Because of difficulties surrounding supply chains, employment, etc., it took a lot longer than expected, but Discovering Design with Earth Science is finally here! I have to take a moment to praise my publisher, who truly went above and beyond what most publishers would do in this situation. The facility that usually does the printing told my publisher that they couldn’t get the books done in time to get them out to those who are starting school in August. As a result, my publisher ended up contacting several printers and found one that would do a “short run” (printing a smaller number of books) to meet the needs of those who were counting on the book being available in August. Short runs cost more money per book, so my publisher is sacrificing income in order to make the books available to those who need them. Not many publishers would do that, and I want to commend Berean Builders for its commitment to customer service!
The course covers earth science at the late junior high/early high school level. In practical terms, it could be used for either 8th or 9th grade, depending on the student. It covers the basic structure of the earth, geology, fossils, physical oceanography, weather, and space. Like all my courses, it has laboratory exercises built right into the book.
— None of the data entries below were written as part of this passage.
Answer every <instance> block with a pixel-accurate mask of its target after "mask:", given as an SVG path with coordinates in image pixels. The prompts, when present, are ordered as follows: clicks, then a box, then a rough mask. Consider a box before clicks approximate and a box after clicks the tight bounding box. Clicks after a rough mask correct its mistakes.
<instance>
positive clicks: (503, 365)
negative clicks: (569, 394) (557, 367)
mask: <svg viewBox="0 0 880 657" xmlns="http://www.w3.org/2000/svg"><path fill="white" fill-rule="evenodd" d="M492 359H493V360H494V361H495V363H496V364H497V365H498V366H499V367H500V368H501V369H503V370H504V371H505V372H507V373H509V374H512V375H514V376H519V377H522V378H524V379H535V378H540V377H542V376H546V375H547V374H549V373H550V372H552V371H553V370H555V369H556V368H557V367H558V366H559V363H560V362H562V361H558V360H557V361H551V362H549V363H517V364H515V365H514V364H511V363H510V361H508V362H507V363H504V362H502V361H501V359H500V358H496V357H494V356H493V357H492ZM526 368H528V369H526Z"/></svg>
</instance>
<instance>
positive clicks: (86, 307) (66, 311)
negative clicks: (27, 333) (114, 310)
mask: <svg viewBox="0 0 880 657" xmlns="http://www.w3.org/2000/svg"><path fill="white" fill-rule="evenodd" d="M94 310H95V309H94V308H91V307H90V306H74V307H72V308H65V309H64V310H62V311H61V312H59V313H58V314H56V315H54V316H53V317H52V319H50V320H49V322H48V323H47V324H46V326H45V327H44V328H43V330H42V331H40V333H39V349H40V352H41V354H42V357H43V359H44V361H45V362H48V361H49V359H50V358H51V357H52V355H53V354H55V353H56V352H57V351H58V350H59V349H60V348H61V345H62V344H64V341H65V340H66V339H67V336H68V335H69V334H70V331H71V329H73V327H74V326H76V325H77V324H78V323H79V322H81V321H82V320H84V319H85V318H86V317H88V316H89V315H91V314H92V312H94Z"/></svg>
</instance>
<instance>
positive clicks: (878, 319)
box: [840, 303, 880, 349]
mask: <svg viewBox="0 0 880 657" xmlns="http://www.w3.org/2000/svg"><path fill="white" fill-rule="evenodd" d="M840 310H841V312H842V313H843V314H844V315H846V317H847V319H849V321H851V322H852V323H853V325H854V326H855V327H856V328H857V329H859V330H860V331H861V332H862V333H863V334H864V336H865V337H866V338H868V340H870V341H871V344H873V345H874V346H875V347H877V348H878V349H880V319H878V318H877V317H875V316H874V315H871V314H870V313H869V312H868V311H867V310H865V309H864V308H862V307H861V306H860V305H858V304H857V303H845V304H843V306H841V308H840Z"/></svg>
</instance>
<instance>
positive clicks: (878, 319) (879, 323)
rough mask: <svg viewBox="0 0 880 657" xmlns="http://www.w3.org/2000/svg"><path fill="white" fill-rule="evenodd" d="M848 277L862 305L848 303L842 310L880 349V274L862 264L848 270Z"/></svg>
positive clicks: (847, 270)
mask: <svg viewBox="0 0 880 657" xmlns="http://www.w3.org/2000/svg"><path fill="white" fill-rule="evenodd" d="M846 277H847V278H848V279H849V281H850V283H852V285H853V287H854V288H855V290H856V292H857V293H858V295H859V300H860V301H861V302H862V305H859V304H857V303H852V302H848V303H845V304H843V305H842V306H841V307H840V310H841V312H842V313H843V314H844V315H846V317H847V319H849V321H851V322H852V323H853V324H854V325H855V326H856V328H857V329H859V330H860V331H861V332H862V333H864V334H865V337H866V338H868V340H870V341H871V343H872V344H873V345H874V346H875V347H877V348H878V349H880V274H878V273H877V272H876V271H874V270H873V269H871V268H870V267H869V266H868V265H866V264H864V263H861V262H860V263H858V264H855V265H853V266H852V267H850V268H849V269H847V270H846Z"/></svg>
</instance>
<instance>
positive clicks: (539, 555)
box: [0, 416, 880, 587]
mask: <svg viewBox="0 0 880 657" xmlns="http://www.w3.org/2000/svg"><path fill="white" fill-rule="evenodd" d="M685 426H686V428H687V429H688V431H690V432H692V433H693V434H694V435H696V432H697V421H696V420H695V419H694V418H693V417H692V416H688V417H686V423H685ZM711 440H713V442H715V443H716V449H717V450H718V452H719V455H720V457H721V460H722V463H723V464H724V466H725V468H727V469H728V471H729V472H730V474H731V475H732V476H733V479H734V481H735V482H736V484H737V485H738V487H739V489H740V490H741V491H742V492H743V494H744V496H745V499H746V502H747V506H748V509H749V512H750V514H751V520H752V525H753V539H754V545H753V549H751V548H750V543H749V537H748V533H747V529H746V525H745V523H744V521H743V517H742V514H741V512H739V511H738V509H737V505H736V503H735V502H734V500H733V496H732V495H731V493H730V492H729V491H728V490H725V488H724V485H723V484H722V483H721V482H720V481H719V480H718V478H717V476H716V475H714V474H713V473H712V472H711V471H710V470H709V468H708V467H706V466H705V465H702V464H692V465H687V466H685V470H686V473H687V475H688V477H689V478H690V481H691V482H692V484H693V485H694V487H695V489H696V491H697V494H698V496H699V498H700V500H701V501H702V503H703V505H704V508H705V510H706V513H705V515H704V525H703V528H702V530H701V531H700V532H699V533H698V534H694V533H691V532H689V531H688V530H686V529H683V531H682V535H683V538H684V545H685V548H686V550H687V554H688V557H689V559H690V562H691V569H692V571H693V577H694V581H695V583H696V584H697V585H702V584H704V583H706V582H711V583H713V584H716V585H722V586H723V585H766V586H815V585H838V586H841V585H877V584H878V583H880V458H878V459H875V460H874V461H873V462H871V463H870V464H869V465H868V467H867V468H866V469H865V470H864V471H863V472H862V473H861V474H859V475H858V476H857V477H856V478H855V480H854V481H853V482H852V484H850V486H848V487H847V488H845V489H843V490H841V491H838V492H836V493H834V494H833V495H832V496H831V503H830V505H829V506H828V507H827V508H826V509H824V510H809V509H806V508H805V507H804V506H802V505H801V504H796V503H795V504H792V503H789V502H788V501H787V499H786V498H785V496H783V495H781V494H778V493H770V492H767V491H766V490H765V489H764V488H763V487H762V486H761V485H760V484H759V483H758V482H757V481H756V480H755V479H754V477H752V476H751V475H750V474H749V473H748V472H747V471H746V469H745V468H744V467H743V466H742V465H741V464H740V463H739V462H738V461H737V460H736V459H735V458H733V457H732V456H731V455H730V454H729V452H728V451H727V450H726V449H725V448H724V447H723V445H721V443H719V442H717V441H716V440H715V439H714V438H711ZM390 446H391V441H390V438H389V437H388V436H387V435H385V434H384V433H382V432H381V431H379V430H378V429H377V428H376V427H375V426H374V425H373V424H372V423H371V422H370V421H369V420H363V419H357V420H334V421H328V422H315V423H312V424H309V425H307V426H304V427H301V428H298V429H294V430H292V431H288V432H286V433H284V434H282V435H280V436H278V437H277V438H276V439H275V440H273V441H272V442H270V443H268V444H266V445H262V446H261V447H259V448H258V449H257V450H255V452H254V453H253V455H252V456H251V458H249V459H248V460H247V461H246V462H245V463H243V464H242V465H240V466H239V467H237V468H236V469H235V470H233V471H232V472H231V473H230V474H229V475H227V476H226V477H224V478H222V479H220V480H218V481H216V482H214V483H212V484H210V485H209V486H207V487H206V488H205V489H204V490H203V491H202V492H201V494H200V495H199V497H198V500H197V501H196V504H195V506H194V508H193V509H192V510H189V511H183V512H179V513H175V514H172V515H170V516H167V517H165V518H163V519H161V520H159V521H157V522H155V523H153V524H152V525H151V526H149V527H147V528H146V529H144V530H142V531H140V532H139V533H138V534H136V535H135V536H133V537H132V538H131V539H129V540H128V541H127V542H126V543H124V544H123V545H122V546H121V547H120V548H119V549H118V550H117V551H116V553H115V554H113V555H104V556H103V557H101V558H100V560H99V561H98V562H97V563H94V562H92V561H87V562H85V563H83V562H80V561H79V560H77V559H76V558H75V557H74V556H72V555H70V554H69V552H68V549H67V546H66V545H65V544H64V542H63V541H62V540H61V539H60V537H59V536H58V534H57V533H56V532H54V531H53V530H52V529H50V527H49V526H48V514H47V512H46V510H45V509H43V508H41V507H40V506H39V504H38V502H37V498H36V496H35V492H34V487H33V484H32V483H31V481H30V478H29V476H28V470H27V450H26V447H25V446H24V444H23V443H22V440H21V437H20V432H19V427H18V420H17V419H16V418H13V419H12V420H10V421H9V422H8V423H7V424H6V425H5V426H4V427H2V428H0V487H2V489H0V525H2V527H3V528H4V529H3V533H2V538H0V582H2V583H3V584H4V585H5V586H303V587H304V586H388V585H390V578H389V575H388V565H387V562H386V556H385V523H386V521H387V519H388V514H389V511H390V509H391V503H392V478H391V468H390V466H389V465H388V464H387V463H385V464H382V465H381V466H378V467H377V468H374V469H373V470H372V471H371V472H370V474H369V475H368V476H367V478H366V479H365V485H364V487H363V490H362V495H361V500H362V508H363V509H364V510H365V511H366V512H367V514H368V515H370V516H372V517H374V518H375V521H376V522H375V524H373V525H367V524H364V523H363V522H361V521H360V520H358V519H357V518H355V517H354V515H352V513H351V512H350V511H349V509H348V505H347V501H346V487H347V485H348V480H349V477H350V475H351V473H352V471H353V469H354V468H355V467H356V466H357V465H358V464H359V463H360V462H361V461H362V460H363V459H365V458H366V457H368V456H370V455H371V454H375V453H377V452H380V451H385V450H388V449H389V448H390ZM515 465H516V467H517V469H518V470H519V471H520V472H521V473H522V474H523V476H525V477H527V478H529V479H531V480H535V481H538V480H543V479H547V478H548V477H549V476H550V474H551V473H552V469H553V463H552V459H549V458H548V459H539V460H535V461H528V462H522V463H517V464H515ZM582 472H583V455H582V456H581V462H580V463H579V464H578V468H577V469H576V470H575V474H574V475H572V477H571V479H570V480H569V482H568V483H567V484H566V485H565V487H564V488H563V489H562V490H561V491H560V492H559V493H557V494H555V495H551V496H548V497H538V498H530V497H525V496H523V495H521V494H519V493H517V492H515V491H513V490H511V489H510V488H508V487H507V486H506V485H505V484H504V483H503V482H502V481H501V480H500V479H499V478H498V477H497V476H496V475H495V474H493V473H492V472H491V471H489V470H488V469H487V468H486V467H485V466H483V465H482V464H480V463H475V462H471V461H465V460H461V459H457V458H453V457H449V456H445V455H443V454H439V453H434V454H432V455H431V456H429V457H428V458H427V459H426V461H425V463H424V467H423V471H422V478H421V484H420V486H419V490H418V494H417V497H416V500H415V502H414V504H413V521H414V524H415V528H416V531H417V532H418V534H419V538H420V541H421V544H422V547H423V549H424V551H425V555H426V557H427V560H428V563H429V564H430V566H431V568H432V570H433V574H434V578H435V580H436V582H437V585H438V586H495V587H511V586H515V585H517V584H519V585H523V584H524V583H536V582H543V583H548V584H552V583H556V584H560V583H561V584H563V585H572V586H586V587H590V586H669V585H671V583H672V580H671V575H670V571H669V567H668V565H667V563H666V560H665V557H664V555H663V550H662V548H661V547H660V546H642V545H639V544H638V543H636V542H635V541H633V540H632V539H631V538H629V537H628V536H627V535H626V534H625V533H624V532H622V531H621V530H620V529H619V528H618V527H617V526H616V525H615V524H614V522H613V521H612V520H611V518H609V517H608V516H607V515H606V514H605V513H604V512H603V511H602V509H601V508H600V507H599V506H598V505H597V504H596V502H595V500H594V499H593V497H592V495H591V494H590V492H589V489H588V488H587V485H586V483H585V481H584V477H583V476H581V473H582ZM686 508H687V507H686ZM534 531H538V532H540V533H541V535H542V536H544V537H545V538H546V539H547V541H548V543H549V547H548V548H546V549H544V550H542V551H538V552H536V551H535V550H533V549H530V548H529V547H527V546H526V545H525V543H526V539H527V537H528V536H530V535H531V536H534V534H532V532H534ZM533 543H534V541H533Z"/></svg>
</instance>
Some of the exercises use household items, but there are several that require a kit which has a digital mass scale, some chemistry supplies, and specific samples of sediments, rocks, minerals, and fossils.
As I have tried to do in the past, I strive to present both sides when it comes to the age of the earth. Throughout the first nine chapters of the book, students will learn the data that lead many scientists to conclude that the earth is billions of years old, but they will also learn the data that lead some scientists to believe the earth is thousands of years old. I do not tell the students what I believe, but they can probably figure it out if they want to. Nevertheless, here is how I end the ninth chapter:
“Before I end this chapter, however, I need to make you aware of one very important fact. As a knowledgeable scientist, I could have focused on just the evidence favoring uniformitarianism and against the YEC (young-earth creationist) view. As a result, I could have easily convinced you that science clearly demonstrates that the earth is billions of years old and the uniformitarian view of the geosphere is correct. I could also have focused on the evidence for catastrophism and against uniformitarianism, and I could have easily convinced you that science clearly demonstrates the earth is only thousands of years old, and the YEC view of the geosphere is correct.
Unfortunately, this is something every student experiences. Because your teachers and the authors of your textbooks know a lot more than you do, they can easily convince you of pretty much anything they want. Being a good scientist requires that you respectfully read and listen, but also investigate the issue for yourself. This is probably the most important thing to learn from this chapter. In fact, it is probably the most important thing to learn from all your education:
Regardless of how convincing teachers or textbooks are, do not form an opinion until you have looked at all sides of an issue. Otherwise, you might end up being fooled.”